Dans cette longue ballade dont la matière est la compassion pour un compagnon de geôle condamné puis pendu pour le meurtre de son amour, la musicalité exceptionnelle doit beaucoup aux reprises d’un pantoum libre, aussi disorderly qu’Harmonie du soir cultive un ordonnancement réglé – davantage au malheur qui a réduit en miettes tout l’esthétisme qui gâchait la poésie de Wilde.
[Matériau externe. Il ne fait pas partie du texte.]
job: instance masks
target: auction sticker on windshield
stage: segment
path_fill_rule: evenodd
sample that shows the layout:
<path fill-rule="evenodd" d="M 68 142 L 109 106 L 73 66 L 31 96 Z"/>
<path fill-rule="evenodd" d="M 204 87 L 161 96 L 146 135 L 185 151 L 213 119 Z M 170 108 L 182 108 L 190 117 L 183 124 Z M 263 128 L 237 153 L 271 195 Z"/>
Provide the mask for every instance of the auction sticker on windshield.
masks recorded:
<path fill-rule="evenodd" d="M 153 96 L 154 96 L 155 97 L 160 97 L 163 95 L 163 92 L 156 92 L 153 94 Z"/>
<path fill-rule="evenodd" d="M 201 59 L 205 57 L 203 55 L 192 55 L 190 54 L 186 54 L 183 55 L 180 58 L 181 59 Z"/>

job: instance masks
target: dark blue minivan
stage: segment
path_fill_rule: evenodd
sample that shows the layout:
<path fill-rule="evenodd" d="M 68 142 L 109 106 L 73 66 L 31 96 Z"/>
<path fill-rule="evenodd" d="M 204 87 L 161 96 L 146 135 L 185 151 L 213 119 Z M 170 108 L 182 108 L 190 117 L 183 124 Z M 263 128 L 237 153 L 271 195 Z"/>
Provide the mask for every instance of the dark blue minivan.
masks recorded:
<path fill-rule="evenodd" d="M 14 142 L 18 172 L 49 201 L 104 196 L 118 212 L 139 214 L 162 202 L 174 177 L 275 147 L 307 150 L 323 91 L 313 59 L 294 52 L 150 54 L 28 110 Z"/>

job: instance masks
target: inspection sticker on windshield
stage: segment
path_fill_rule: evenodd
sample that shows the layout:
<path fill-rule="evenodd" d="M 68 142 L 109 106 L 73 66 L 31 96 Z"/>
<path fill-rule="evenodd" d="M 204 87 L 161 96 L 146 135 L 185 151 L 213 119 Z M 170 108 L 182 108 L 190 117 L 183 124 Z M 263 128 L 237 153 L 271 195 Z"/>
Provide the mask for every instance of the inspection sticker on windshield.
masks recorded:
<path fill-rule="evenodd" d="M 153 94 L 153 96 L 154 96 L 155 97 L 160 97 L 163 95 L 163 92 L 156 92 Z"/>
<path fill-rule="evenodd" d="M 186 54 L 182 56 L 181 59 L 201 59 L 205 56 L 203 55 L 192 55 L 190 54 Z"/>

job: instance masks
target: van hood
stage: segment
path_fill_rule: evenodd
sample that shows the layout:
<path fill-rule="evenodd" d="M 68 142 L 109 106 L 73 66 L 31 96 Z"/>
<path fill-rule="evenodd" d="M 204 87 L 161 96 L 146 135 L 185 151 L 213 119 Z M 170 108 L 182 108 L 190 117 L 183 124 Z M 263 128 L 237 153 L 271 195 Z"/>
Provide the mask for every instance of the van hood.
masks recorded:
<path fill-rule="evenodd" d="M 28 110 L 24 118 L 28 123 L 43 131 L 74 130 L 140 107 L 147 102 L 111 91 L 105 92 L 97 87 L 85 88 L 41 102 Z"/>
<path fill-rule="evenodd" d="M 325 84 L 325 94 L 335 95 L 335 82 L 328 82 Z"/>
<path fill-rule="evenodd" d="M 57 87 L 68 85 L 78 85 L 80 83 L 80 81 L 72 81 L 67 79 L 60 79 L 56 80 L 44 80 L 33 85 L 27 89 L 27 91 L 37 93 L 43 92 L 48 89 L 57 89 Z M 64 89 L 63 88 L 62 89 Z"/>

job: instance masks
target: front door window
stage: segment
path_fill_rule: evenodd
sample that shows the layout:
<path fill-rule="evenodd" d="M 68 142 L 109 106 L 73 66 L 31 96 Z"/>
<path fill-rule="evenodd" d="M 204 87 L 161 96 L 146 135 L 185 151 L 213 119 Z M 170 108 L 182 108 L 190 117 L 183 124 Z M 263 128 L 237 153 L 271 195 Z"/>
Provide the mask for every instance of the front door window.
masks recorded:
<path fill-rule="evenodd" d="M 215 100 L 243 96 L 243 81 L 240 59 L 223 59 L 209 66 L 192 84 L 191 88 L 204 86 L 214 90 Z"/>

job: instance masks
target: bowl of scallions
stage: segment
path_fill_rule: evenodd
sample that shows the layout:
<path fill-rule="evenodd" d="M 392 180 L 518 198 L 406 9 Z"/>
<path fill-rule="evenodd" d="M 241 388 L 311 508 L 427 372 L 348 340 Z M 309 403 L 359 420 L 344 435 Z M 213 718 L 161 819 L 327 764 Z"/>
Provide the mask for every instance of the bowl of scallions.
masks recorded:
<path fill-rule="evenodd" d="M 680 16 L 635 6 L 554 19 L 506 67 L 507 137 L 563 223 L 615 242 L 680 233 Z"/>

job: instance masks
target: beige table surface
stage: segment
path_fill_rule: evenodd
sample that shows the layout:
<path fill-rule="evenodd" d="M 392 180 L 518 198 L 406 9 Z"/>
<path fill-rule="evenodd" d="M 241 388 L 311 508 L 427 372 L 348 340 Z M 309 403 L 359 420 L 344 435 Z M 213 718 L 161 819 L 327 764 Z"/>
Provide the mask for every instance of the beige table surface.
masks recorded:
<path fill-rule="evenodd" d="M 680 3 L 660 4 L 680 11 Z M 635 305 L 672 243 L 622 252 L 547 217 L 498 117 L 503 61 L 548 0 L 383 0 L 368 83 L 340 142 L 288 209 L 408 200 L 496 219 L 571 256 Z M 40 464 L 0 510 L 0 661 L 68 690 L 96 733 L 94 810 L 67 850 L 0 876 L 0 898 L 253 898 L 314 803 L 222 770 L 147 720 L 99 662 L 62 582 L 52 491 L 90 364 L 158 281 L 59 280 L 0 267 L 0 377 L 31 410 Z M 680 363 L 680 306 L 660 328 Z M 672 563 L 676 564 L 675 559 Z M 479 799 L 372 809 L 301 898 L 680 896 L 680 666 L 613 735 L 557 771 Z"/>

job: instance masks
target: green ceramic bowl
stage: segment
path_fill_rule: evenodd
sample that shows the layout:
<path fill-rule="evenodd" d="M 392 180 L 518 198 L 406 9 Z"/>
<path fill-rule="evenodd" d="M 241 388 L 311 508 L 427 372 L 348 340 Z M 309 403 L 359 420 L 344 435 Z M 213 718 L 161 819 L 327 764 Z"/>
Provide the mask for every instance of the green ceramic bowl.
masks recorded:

De vers en vers courent des rimes intérieures battant une mesure ancienne comme dans Greensleeves de Coltrane ; de sizain en sizain, tous alternant régulièrement hexamètres et octosyllabes, un pied s’y rajoutant parfois par un écart de prosaïsme qui marque la souffrance et la dure réalité de la prison, trébuchent imperceptiblement, certaines enjambant la strophe, les rimes approximatives d’une paronymie de fond : « Ah ! happy they whose hearts can break / And peace of pardon win […] How else but through a broken heart / May Lord Christ enter in ? »
« But each man’s heart beat thick and quick Mais le cœur de chaque homme battait épais et rapide », le français ne rend pas le beat de ce vers tout en monosyllabes. « About, about, in ghostly rout / They trod a saraband / And damned grotesques made arabesques / Like the wind upon the sand // With the pirouettes of marionettes / They tripped on pointed tread Ils dansaient sur la pointe des pieds » comme les pendus de Villon. Le martèlement de rimes intérieures de mots français marie l’explicite de notre langue à la densité de l’anglais en un accomplissement final.